Drewry’s latest Container Forecast report notes that while the boom in container shipping since the pandemic has undoubtedly started to weaken in recent months, lingering congestion is likely to prevent a swift return to normal. Falling demand has brought down container spot freight rates over the last four months. Adding to that the spiralling inflation, it is unlikely that the boom will return in the near future.
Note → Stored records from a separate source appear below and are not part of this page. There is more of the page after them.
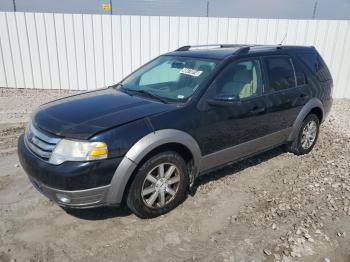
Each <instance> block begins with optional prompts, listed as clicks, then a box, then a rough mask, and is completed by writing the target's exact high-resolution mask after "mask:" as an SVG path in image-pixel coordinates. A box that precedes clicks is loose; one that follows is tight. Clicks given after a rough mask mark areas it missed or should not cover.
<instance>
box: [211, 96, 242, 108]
mask: <svg viewBox="0 0 350 262" xmlns="http://www.w3.org/2000/svg"><path fill="white" fill-rule="evenodd" d="M238 102H240V98H239V96H235V95H229V96H228V95H218V96H215V97H214V98H209V99H207V103H208V104H209V105H213V106H232V105H236V104H237V103H238Z"/></svg>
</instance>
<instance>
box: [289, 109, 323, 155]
mask: <svg viewBox="0 0 350 262" xmlns="http://www.w3.org/2000/svg"><path fill="white" fill-rule="evenodd" d="M312 121H314V122H315V123H316V137H315V139H314V141H313V142H312V144H311V146H309V147H307V148H304V147H303V146H302V143H301V141H302V137H303V130H304V128H305V126H306V125H307V124H309V123H310V122H312ZM319 131H320V120H319V119H318V117H317V116H316V115H315V114H309V115H307V116H306V117H305V119H304V121H303V123H302V124H301V126H300V129H299V132H298V136H297V138H296V139H294V141H293V142H292V143H290V144H289V145H287V150H288V151H289V152H291V153H294V154H295V155H304V154H308V153H309V152H310V151H311V150H312V149H313V147H314V146H315V144H316V141H317V138H318V134H319Z"/></svg>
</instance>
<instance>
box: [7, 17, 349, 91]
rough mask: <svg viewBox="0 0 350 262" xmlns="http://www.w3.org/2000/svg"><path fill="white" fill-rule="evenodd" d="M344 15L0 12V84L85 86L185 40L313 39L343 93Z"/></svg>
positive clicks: (346, 57)
mask: <svg viewBox="0 0 350 262" xmlns="http://www.w3.org/2000/svg"><path fill="white" fill-rule="evenodd" d="M349 31H350V21H338V20H334V21H333V20H286V19H244V18H207V17H167V16H160V17H159V16H118V15H113V16H110V15H87V14H83V15H82V14H52V13H18V12H17V13H13V12H0V87H18V88H42V89H72V90H91V89H95V88H101V87H104V86H106V85H109V84H112V83H115V82H117V81H119V80H121V79H122V78H123V77H124V76H125V75H127V74H128V73H130V72H131V71H132V70H134V69H136V68H137V67H139V66H140V65H141V64H143V63H145V62H147V61H148V60H150V59H151V58H153V57H155V56H157V55H159V54H162V53H164V52H167V51H169V50H174V49H176V48H177V47H179V46H182V45H187V44H208V43H209V44H210V43H240V44H243V43H249V44H254V43H258V44H277V43H279V42H281V40H282V39H283V37H284V35H285V34H286V39H285V40H284V44H292V45H314V46H315V47H316V48H317V49H318V50H319V52H320V53H321V55H322V56H323V58H324V59H325V60H326V62H327V64H328V66H329V67H330V70H331V72H332V75H333V78H334V82H335V89H334V93H333V95H334V97H338V98H350V33H349Z"/></svg>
However, the lower of rates is certain to take time, with no significant loosening likely until the second half of 2023. According to Drewry’s World Container Index, rates dropped by 3% this week to $7,066 per 40-foot container—16% lower than a year ago and down significantly from the September 2021’s $10,377 peak, but double the five-year average.
Port congestion, which has been a main driver of skyrocketing rates, remains an issue, with AIS ship tracking data showing that the number of containerships waiting outside of major ports is growing.
In addition, China’s zero-tolerance COVID-19 policy and US West Coast port labour negotiations are adding to uncertainty in the market. Drewry noted that the “situation is still bad enough to prevent a precipitous collapse in short-term rates, but it seems that sentiment for the global economy and container demand is reasserting itself as a pricing driver.”
The container shipping market is still expected to grow 2.3% in 2022, but the projection is “certainly not a given, especially with the speed at which economists are downgrading GDP projections,” as a “harsher than expected slowdown in volumes, or a contraction, would both hasten the spot rate decline and reduce the time it would take to clear port bottlenecks.”
Further in the future, Drewry foresees “a significant loosening of the container market from the second half of 2023, when the supply chain congestion is expected to have cleared. It will also coincide with a significant influx of newbuild containerships.